A novel c.979–96 T>A variant in the SGK3 gene inherited in an autosomal dominant pattern was found in all 5 affected individuals and was absent in all unaffected family members that were tested. This gene codes for SGK3 (serum and glucocorticoid-regulated kinase 3), a serine/threonine kinase closely related to Akt. It has been shown to regulate renal tubular phosphate transport and bone density. The mutation is located 1 bp downstream of a highly conserved adenosine branch point, resulted in exon 13 skipping and in-frame deletion of 29 amino acids and therefore disruption of the protein tertiary structure and part of the protein kinase domain and is thus likely a loss-of-function variant.

The mechanism by which mutations in SGK3 cause phosphate wasting and hypophosphatemia is not fully elucidated.

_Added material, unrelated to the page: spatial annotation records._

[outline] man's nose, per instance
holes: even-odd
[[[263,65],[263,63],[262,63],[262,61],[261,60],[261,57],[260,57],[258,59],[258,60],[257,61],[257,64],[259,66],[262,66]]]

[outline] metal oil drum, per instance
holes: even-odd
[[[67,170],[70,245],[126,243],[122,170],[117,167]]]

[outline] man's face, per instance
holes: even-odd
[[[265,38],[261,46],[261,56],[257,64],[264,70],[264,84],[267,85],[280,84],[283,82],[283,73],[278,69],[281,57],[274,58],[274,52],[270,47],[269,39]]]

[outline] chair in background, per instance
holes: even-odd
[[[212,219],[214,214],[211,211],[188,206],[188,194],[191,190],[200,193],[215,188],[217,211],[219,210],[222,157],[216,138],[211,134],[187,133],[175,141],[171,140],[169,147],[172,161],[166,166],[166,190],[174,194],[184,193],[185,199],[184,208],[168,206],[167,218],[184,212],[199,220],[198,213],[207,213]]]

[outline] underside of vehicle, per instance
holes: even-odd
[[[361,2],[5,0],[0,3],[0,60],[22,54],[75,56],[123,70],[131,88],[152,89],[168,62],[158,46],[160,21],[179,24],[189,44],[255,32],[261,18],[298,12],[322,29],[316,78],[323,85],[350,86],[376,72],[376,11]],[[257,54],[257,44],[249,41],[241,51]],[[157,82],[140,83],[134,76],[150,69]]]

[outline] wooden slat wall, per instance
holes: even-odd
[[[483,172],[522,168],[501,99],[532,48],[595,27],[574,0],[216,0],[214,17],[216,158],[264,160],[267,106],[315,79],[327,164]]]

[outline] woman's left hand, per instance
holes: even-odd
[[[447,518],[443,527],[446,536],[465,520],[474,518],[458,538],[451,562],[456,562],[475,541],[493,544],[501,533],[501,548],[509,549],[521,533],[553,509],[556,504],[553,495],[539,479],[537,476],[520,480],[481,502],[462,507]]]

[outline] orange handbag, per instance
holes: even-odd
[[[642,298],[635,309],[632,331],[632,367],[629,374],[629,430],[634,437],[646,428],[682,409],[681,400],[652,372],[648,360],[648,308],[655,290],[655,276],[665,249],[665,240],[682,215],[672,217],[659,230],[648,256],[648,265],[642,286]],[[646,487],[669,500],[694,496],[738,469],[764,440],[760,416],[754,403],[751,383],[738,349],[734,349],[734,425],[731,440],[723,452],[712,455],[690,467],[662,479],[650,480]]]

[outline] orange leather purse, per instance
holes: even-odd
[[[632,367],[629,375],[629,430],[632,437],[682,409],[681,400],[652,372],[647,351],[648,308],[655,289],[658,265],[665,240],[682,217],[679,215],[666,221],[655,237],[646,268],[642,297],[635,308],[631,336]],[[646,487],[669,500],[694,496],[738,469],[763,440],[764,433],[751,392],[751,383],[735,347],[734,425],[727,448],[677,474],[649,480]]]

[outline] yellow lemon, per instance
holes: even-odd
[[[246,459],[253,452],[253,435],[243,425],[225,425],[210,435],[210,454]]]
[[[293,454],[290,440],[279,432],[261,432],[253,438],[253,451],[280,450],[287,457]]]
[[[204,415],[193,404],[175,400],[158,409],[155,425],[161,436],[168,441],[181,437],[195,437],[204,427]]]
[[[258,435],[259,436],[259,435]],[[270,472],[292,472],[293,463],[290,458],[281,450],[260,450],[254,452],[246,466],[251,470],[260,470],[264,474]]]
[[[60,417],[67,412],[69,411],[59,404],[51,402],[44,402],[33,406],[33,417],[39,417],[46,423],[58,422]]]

SGK3 has been shown to regulate renal tubular phosphate transport by increasing NaPi-2a activity, thus stimulating renal tubular phosphate reabsorption and bone mineralization (1). Consistently, Sgk3 knockout mice show phosphate wasting and have decreased bone density, likely related to reduced NaPi-2a activity (2). In addition, both plasma FGF23 and calcitriol (1,25(OH)2D3) concentrations were reduced in the Sgk3 knockout mice and the authors therefore speculated that SGK3 may participate in the regulation of calcitriol synthesis. In the index case, treatment for 5 years with 50 mg/kg/day phosphate sodium tablets, gradually increased to 75 mg/kg/day divided in 6 equal daily doses, and calcitriol at 40 ng/kg/day led to resolution of leg deformities and improvement in biochemical features of hypophosphatemic rickets.

In summary, this finding of a novel splice variant in the SGK3 gene that co-segregates perfectly within a 3-generation family with HR adds SGK3 to the list of genes in which mutations may cause hypophosphatemic rickets with an autosomal dominant inheritance.

Reference: 1. Trepiccione, F. and G. Capasso, SGK3: a novel regulator of renal phosphate transport? Kidney Int, 2011. 80(1): p. 13–5.2. Bhandaru, M., et al., Decreased bone density and increased phosphaturia in gene-targeted mice lacking functional serum- and glucocorticoid-inducible kinase 3. Kidney Int, 2011. 80(1): p. 61–7.